In the wake of the 2008 Financial Crisis, when Occupy protests erupted across major American cities, many American voters viewed Wall Street negatively.
“It expresses the frustrations the American people feel about the biggest financial crisis since the Great Depression,” then President Obama said. “There has been huge collateral damage all across ‘Main Street’ [from the financial crisis] and some of the same folks who acted irresponsibly are now trying to fight a crackdown on the abusive practices that got us into this in the first place.”
Throughout the 2016 presidential election, Wall Street lurked ominously in the background as candidates castigated one another for receiving donations from big banks that played a central role in the 2008 collapse – most notably, Goldman Sachs. Senator Bernie Sanders attacked former presidential candidate Hillary Clinton for accepting $600,000 in speaking fees from Goldman, an association that carried with her long after the primaries ended, while President Donald Trump criticized Senator Ted Cruz for accepting a loan from the institution.
Since assuming office, Trump has staffed the White House with Wall Street insiders and swarms of Goldman alumni.

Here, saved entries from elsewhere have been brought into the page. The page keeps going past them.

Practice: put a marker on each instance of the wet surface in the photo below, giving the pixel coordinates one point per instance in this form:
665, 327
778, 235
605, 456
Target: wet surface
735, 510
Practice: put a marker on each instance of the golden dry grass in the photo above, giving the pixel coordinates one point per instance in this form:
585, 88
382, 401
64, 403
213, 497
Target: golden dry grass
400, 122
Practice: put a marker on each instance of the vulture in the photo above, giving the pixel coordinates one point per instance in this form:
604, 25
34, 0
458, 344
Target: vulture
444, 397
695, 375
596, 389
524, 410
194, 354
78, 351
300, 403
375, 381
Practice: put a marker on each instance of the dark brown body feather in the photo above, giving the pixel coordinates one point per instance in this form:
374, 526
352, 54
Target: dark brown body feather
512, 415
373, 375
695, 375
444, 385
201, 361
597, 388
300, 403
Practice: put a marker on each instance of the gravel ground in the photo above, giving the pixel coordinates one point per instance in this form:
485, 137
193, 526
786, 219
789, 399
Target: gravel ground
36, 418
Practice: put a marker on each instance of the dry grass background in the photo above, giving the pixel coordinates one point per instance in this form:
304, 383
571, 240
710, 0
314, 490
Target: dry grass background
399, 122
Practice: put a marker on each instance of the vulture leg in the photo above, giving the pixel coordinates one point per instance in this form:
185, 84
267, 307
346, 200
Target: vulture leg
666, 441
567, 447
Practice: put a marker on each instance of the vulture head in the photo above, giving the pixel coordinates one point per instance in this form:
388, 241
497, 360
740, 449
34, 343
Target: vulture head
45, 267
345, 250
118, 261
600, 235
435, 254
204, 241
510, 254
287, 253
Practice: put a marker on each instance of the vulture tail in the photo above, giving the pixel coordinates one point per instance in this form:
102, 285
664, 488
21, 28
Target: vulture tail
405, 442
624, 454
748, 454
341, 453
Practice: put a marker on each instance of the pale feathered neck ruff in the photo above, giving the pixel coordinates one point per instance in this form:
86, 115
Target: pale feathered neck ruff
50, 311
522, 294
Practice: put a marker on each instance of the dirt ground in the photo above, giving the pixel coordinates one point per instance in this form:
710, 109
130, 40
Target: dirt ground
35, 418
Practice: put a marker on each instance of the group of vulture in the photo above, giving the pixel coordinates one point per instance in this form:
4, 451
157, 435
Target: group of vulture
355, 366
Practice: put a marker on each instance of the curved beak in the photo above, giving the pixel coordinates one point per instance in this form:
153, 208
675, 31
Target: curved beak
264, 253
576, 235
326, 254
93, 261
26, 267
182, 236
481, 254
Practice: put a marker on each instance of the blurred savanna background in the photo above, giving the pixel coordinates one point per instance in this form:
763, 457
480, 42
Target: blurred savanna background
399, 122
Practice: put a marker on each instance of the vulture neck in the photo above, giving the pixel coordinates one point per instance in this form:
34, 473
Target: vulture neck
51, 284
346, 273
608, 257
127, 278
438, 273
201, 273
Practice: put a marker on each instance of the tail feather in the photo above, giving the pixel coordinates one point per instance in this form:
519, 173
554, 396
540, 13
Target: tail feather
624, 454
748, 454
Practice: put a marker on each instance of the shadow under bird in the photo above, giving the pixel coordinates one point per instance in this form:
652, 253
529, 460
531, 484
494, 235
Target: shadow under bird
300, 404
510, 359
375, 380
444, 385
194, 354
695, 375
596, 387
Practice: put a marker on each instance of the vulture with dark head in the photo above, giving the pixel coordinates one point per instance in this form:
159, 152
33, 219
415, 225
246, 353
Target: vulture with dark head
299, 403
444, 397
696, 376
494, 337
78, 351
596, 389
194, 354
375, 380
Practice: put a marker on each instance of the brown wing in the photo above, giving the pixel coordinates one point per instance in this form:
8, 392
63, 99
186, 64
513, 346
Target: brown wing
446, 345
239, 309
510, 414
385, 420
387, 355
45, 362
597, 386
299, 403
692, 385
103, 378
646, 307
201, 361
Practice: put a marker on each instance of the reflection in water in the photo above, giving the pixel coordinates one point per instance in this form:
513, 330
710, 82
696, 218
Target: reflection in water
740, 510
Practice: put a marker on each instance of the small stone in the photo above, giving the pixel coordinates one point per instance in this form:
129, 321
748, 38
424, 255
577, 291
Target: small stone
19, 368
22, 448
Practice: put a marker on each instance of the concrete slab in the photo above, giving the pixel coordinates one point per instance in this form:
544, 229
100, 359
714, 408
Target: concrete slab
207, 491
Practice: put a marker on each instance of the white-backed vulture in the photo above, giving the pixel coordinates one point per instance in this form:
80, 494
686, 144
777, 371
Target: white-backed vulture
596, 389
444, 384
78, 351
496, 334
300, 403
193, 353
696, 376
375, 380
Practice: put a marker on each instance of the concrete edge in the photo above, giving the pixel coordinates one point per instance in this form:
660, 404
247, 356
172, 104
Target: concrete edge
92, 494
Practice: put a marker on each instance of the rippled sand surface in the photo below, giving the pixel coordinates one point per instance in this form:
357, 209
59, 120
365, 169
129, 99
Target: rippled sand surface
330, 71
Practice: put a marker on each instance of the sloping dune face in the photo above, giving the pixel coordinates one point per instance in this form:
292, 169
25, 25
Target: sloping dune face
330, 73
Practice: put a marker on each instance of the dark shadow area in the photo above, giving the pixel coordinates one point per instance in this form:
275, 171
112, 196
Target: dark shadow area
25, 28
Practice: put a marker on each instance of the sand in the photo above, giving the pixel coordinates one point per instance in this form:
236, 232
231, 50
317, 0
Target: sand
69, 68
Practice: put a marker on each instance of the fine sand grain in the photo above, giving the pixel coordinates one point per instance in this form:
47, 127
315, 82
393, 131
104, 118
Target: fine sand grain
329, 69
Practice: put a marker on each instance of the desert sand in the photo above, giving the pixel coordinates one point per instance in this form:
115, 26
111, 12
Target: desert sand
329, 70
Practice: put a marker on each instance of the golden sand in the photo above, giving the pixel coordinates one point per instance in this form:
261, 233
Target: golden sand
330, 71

The President’s chief economic advisor Gary Cohn served as Goldman’s president in the lead up to the financial collapse, testifying before Congress in 2010 to discuss the firm’s sales of residential mortgage-backed securities. Treasure Secretary Steven Mnuchin was a partner at Goldman. Former White House strategist Stephen K. Bannon, currently waging war on the President’s behalf with funds from billionaire hedge-fund co-CEO Robert Mercer, was an investment banker at Goldman. Even the short-lived White House communications director Anthony Scaramucci founded his own hedge fund, SkyBridge Capital, before selling it to a Chinese conglomerate to accept a job that lasted eleven days.
With the economy finally surging following the dark years of the global recession, Wall Street has entered D.C.’s corridors of power to welcoming arms from the Trump administration. It has also swarmed local politics in a newly changed political landscape defined by the further privatization of the public sphere.
Goldman Sachs is too big to fail, and there are still local municipalities too small to resist the reach of its global network.